Sijunjung – Dentuman mesin tambang yang selama ini terdengar di sejumlah kawasan kini berubah menjadi suara kekhawatiran warga. Tragedi longsor yang merenggut nyawa penambang di Nagari Guguak menjadi pengingat pahit bahwa aktivitas Penambangan Emas Tanpa Izin (PETI) bukan hanya persoalan hukum, tetapi juga ancaman serius terhadap keselamatan jiwa dan lingkungan.

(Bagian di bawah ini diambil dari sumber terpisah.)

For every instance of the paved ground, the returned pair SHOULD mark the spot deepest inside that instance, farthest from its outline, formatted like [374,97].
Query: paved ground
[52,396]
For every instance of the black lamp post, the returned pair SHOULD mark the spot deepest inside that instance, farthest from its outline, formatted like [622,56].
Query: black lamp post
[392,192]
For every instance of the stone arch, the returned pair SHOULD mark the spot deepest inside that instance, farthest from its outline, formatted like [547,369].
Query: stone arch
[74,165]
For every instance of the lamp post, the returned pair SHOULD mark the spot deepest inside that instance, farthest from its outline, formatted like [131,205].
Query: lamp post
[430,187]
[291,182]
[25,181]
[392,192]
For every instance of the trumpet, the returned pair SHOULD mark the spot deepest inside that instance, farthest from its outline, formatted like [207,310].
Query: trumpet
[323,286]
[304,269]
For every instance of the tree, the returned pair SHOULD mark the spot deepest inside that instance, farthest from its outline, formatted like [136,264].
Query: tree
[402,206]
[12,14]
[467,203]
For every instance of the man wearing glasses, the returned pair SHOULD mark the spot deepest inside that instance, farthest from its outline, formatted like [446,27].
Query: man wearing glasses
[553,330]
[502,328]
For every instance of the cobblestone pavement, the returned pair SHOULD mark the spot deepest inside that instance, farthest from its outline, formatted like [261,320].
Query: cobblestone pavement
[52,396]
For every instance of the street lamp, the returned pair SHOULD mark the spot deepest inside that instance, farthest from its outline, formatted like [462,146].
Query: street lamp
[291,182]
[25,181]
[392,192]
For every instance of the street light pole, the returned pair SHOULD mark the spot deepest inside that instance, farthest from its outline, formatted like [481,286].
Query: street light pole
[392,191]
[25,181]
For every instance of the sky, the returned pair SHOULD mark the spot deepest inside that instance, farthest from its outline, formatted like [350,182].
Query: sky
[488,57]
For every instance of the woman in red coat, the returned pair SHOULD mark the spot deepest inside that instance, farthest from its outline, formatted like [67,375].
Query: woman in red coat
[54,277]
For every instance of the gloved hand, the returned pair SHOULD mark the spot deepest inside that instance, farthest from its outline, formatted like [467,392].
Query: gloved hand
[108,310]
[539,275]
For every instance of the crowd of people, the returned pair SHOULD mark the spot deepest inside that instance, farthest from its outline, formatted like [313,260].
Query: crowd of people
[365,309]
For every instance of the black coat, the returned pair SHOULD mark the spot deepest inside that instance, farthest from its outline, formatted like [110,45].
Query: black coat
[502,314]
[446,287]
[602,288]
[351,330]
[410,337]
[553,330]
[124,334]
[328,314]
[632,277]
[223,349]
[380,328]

Harapan besar kini disematkan masyarakat kepada Kapolda Sumatera Barat yang baru agar mengambil langkah tegas menghentikan praktik tambang emas ilegal yang dinilai masih marak di Kabupaten Sijunjung. Aspirasi itu disampaikan salah seorang warga, Wawan, pada Jumat (15/5/2026), yang menilai upaya penindakan selama ini belum menunjukkan hasil nyata di lapangan.
“Kami menaruh harapan besar kepada Kapolda yang baru agar berani dan tegas menghentikan PETI di Sijunjung,” ujarnya.
Menurut Wawan, masyarakat tidak hanya berharap kepada aparat kepolisian, tetapi juga menggantungkan perhatian kepada Pemerintah Provinsi Sumatera Barat dan wakil rakyat di tingkat pusat agar lebih serius menangani persoalan tambang ilegal tersebut. Ia menyebut langkah penertiban di daerah lain terlihat lebih nyata dibanding kondisi di Sijunjung.
“Kami juga berharap kepada gubernur dan anggota DPR RI Andre Rosiade agar berani bersikap. Jangan hanya tegas menghentikan tambang di daerah lain, tapi di Sijunjung juga harus ditindak,” tegasnya.
Desakan warga menguat setelah insiden longsor di kawasan Sintuak, Nagari Guguak, Kecamatan Koto VII, pada Kamis (14/5/2026), yang menyebabkan sembilan penambang meninggal dunia. Peristiwa itu disebut menjadi bukti nyata tingginya risiko aktivitas tambang ilegal yang berlangsung tanpa pengawasan dan standar keselamatan.
Selain memakan korban jiwa, dampak lingkungan juga menjadi sorotan. Curah hujan tinggi dalam beberapa hari terakhir menyebabkan debit Sungai Batang Kuantan meningkat drastis hingga menyeret puluhan alat tambang. Kondisi itu memperlihatkan besarnya skala aktivitas PETI yang disebut masih beroperasi di sejumlah wilayah Kabupaten Sijunjung.
Warga menyebut aktivitas tambang ilegal diduga tetap berlangsung di beberapa titik, termasuk kawasan Nagari Silokek sebelum banjir besar terjadi. Keberadaan alat berat di lokasi disebut memperkuat dugaan bahwa praktik pertambangan tanpa izin masih berjalan meskipun berulang kali menjadi perhatian publik.
Situasi tersebut memunculkan desakan agar aparat penegak hukum tidak lagi ragu mengambil langkah tegas. Masyarakat berharap penegakan hukum dilakukan secara konsisten tanpa pandang bulu demi menghindari jatuhnya korban berikutnya serta kerusakan lingkungan yang semakin meluas.
“Kami hanya ingin ada tindakan nyata. Jangan sampai ada kesan pembiaran, sementara risiko terus mengancam masyarakat,” tutup Wawan.
Warga berharap kepemimpinan baru di jajaran kepolisian, ditambah dukungan pemerintah daerah dan wakil rakyat, dapat menghadirkan penanganan PETI yang lebih serius, menyeluruh, dan mampu menghentikan praktik tambang ilegal di Kabupaten Sijunjung.